At Conference Cairn Major Hood finds Second-Lieutenants Pool and Todd, two sergeants, and a bare horizon. The sergeants set out to seek and collect transport. The officers go part of the way to the scene of the attack, remove Driver Kenning61 from a riddled lorry and bury him at Conference Cairn, then follow the telephone wire nine miles east and set up Company Headquarters. Sergeant Toogood62 turns up with 39 three-tonners, two 15-cwts. and three motor-cycles. Still nobody knows how many trucks to expect, for nobody knows how many trucks have stayed with the battalions, how many are in the ambulance convoy, how many are lost or captured, and how many are still ploughing east. Second-Lieutenants Brown and Todd arrive. The latter begins to sort out the trucks and Brown leads an armed party to near the scene of the attack and captures two German motor-cyclists engrossed in page 150 mending a puncture. In the meantime Hood has found 13 Corps Headquarters (‘near the frontier wire’) and is told to await further orders. Pool goes east, calling at the railhead for scattered drivers and evacuating to hospital the dysentery patients, Second-Lieutenant Irving and two drivers. For most of 6 RMT the campaign is over.

48 L-Cpl W. Hewlett; born NZ 5 Aug 1916; labourer; killed in action 3 Dec 1941.

49 Waiting behind until facing capture by an enemy attack were Capt Collins and Lt Rimmer. They were to redirect six RMT trucks which did not turn up.
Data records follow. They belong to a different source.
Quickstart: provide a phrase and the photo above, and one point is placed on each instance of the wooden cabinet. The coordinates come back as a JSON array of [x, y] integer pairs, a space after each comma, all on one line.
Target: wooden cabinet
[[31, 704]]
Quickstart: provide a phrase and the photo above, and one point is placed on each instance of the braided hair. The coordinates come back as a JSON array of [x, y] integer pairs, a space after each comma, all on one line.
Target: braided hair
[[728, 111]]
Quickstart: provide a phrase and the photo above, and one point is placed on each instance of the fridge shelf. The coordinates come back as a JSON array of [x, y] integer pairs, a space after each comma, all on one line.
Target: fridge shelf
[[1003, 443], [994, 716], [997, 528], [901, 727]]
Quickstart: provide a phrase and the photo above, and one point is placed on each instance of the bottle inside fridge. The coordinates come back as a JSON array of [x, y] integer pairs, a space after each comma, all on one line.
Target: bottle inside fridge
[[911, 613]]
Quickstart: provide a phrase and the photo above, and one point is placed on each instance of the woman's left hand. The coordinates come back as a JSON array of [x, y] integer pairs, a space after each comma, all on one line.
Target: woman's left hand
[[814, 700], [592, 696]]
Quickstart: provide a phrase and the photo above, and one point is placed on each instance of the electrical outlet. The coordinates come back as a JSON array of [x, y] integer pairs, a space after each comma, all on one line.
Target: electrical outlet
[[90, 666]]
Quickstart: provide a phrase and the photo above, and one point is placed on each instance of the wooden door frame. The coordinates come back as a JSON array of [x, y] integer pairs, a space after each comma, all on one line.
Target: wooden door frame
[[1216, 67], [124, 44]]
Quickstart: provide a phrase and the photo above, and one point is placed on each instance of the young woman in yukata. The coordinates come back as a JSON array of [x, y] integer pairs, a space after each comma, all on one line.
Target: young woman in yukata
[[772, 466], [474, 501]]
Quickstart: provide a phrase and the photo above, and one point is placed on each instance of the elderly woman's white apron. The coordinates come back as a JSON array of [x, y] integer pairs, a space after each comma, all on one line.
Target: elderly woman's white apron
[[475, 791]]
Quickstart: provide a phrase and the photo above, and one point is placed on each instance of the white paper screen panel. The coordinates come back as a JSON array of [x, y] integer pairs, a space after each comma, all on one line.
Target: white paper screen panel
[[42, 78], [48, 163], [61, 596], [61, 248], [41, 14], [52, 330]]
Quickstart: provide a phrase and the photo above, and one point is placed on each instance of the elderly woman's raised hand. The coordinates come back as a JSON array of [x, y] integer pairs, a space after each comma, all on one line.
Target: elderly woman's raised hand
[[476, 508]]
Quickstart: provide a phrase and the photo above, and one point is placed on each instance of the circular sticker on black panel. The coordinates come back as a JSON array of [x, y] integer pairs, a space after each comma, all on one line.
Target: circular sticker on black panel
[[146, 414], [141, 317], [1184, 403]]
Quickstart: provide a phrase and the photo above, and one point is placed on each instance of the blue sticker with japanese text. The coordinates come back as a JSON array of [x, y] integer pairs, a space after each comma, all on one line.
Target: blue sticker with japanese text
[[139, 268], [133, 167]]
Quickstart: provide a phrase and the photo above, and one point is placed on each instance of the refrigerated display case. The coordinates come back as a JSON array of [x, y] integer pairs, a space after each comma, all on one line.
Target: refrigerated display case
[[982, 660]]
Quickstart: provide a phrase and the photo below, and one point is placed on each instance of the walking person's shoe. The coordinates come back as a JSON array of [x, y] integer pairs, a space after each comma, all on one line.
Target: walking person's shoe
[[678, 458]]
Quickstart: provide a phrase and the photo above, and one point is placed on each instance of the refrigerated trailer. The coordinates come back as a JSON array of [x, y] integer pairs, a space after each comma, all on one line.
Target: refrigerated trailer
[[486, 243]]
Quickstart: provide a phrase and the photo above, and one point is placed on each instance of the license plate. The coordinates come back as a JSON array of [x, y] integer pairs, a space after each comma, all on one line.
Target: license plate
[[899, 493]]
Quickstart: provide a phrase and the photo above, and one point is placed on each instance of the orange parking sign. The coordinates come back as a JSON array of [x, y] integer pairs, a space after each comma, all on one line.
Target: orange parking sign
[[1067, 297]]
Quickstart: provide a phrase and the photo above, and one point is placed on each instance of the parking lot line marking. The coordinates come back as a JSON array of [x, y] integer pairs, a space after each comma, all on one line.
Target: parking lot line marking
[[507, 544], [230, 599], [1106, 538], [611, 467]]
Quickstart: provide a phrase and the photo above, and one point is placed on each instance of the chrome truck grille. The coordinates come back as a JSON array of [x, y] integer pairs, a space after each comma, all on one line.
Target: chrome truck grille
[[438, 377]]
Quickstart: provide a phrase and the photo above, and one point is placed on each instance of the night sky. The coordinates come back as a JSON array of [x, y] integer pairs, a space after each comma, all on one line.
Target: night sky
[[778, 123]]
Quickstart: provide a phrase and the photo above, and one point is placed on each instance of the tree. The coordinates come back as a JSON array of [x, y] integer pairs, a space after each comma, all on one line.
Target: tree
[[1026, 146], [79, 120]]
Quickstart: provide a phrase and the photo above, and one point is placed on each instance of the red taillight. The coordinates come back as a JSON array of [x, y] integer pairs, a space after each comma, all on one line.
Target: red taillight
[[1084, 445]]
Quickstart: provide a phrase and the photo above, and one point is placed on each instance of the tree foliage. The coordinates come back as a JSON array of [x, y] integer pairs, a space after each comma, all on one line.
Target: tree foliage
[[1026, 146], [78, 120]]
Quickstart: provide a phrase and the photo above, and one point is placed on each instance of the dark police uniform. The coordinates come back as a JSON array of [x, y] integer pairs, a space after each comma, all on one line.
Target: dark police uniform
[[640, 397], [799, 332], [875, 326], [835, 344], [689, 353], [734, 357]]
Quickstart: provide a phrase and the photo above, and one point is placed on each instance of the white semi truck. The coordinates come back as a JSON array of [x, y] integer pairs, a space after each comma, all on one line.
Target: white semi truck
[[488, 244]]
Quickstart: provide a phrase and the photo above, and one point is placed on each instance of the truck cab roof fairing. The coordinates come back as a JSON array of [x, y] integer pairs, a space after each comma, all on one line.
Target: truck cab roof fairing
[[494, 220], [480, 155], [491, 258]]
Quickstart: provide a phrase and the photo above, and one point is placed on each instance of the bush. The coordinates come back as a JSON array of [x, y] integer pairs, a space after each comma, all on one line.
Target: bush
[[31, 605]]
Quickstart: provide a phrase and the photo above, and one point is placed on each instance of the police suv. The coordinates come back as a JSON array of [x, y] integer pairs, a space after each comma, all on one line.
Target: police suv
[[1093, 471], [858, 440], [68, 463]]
These six trucks belonged to a small convoy of twelve RMT trucks which went ahead of the main convoy in the night carrying soldiers of a Sikh battalion to near Point 203. On the way Dvrs Cartwright and Steadman struck a very deep slit trench which put their lorry out of action. The drivers ‘cooeed’ in the dark trying to keep touch. Trucks were scattered at dawn when an infuriating order arrived to turn about and return the Sikhs to Point 204. Six trucks, not receiving the order, dumped the Sikhs near Point 203 and joined the main convoy. The remaining five trucks returned their Sikhs to Point 204, collecting on the way Sikhs earlier and wrongly debussed. Trying to find 6 RMT Coy, these five trucks got lost, were shelled, scattered, and by good fortune eventually managed to rejoin the company. Dvr Frank Bushell was killed at this time when his truck was ambushed. Germans were about to help the relief driver, Doug Nicol, bury his comrade, but vanished when a South African patrol appeared.

50 Commemorated in a 6 RMT song to the tune of ‘Bless ‘em All’. Amended, one chorus runs:

Follow me, follow me, follow me,
And we'll be in Egypt for tea.
You can join the rearguard
Of your local Home Guard.
Get cracking, my lads, follow me.

51 L-Cpl D. I. Barron; Lower Hutt; born Lower Hutt, 2 Sep 1913; clerk.

52 Cpl P. R. Boyes; Masterton; born Wellington, 10 Jan 1919; clerk.

53 L-Cpl C. C. Steadman; Moerewa; born NZ 30 May 1905; lorry driver.

54 Dvr J. A. Cartwright; born NZ 9 Aug 1903; farmer; killed in action 20 Jul 1942.

55 Dvr W. H. Dick; born NZ 10 Nov 1918; shepherd; killed in action 25 Nov 1941.

56 Dvr J. Kiihfuss; Patea; born Waverley, 17 Jun 1914; farmer.

57 L-Cpl A. J. Roger; Owaka, South Otago; born Owaka, 27 Jun 1918; truck driver.

58 Sgt W. O. Macey; Wellington; born Wellington, 20 Jun 1917; lorry driver; wounded Mar 1943.

59 Cpl E. R. Newcombe; Auckland; born NZ 8 Jun 1915; butter factory assistant.

60 Sgt L. F. Jemmett; Lower Hutt; born Faversham, England, 21 Jan 1919; warehouseman.

61 Dvr R. J. Kenning; born NZ 1 Sep 1906; truck driver; died of wounds 25 Nov 1941.

62 Maj E. S. Toogood; Gisborne; born Featherston, 25 Jan 1910; chain store manager; manager NZ Forces Club, Cairo.